At the time of writing the United States treats bitcoin as a commodity. Any agency involved in the transfer of bitcoin with fiat currencies comes under the purview of banking and money laundering laws and requires licensing in every state, thus there is a high entry bar for exchange activities. For consumers, the act of purchasing a commodity in bitcoin is a taxable event. This treatment certainly hinders wider adoption.
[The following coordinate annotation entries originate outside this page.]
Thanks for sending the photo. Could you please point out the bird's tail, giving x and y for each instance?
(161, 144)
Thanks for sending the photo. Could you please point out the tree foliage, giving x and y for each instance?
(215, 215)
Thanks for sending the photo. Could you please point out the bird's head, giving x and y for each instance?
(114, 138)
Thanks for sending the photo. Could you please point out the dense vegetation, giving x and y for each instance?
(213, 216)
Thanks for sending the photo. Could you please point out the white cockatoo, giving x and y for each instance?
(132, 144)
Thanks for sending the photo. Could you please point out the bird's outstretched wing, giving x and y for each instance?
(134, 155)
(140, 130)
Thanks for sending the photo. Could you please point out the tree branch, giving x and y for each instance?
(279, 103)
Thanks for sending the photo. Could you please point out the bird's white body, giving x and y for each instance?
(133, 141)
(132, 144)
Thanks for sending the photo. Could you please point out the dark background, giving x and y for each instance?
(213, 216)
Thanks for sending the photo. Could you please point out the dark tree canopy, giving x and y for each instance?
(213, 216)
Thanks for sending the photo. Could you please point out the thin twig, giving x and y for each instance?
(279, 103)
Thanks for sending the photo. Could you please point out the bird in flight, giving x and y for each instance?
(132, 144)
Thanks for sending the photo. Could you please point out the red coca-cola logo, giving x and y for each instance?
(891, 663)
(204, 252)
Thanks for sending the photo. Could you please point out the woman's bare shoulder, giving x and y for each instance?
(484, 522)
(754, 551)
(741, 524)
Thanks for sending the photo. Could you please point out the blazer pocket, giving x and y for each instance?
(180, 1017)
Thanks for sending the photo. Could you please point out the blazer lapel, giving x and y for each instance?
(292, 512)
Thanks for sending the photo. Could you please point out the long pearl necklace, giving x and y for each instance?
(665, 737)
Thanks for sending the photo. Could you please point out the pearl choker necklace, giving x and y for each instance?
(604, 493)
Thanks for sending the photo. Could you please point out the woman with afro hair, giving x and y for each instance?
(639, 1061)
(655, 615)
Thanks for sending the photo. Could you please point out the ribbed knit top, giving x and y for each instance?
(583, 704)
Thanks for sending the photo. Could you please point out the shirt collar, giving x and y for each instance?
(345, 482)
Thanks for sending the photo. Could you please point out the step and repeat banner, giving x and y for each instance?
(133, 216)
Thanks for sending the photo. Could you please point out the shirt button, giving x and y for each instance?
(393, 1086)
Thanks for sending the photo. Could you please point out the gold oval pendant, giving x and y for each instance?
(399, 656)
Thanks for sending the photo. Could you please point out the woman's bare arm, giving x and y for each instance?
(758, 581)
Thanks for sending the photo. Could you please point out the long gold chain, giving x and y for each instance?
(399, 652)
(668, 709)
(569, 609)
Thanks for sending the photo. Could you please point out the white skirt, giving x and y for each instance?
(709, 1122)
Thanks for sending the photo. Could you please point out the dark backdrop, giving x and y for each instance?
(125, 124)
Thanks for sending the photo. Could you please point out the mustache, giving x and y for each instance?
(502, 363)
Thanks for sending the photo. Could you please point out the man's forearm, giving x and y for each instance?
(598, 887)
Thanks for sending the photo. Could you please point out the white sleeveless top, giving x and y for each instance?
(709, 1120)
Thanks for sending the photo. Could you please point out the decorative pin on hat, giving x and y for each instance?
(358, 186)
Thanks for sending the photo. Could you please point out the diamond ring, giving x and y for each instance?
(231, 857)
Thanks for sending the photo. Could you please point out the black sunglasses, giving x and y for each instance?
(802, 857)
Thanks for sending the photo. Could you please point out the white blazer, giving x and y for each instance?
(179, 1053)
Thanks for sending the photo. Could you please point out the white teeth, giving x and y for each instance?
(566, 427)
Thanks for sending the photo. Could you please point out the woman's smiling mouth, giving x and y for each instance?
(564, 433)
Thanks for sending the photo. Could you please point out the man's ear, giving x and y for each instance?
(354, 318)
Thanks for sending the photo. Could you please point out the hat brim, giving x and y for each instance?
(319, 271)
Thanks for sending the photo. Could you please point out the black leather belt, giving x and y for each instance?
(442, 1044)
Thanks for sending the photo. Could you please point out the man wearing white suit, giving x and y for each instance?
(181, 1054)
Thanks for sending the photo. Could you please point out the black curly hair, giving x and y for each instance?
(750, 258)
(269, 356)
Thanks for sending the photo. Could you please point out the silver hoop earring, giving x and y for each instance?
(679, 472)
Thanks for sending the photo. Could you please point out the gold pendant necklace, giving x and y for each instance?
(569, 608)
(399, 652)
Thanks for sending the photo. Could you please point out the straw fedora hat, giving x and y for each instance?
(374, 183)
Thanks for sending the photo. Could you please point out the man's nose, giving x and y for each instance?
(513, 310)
Regulators clearly see the bitcoin features of anonymity, decentralization and lack of a central control as detrimental to control. However, it is fair to assume that a complete ban on bitcoin would continue to take place only in totalitarian jurisdictions. In western countries, it is unlikely for governments to impose a categorical ban on bitcoin. It is more likely that tax reporting, VAT, etc. would be based on some kind of honor system. There are some successful examples of parallel currencies that are recognized as legal tenders. An example is the WIR franc developed in Switzerland in 1934 and still in use at this time.
Conclusion
Bitcoin offers a unique and powerful payment mechanism for all participants in e-commerce payments. It eliminates many of the inefficiencies present in traditional web payments. Bitcoin is not purely an academic subject anymore. Some mainstream web properties such as Expedia, Overstock.com, Dell, and WordPress have been accepting bitcoin as a form of payment. Bitcoin has an extremely low entry bar and should expect its usage to grow rapidly.
Footnotes:
EMV is a joint effort initially conceived between Europay, MasterCard and Visa to ensure the security and global interoperability of chip-based payment cards.
There are likely tax implications for doing this, depending upon jurisdiction, which is beyond the scope of this article.
This is a relative term as Bitcoin payments are confirmed when the block chain is written.